By David G. Savage, Tribune Washington Bureau
WASHINGTON — The Supreme Court dealt a setback to President Obama’s health-care law Monday and ruled that Christian business owners with religious objections to certain forms of birth control may refuse to provide their employees with insurance coverage for contraceptives.
In a major 5-4 ruling on religious freedom, the justices decided the religious rights of these company owners trump the rights of female employees to receive the full contraceptive coverage promised by the law.
The decision, written by Justice Samuel A. Alito Jr., is a victory for social conservatives. It also could open the door for other businesses to claim a religious exemption from laws, including anti-discrimination measures that protects gays and lesbians.
The administration’s lawyers had argued that a private, for-profit corporation, like the Hobby Lobby chain of arts and crafts stores, had never before been accorded rights based on religion.
But the court determined that the Green family from Oklahoma City that founded the chain has a sincere religious belief that certain contraceptives destroy a fertilized egg and, therefore, are akin to an early abortion.
Two years ago, the court narrowly upheld the Affordable Care Act as constitutional on a 5-4 vote. Today’s decision will limit one aspect of the health-care law — the requirement that health plans include coverage for contraceptives. But it’s one that could potentially affect large numbers of women employees.
It is unclear how many business owners will seek to opt out of providing contraceptives based on their religious views.

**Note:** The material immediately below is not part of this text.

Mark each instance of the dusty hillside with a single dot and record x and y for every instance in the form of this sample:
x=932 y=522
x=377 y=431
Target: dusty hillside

The contraceptive requirement was challenged by a pair of family-run businesses whose owners said they believe that so-called “morning-after” pills and intrauterine devices can effectively abort a fertilized egg. They said the rule requiring them to pay for the coverage made them complicit in sin.
The Obama administration told the justices that contraceptives are necessary preventive care for women and that their availability would help reduce unwanted pregnancies and abortions.
The cases are Burwell v. Hobby Lobby Stores Inc. and Conestoga Wood Specialties Corp. v. Burwell.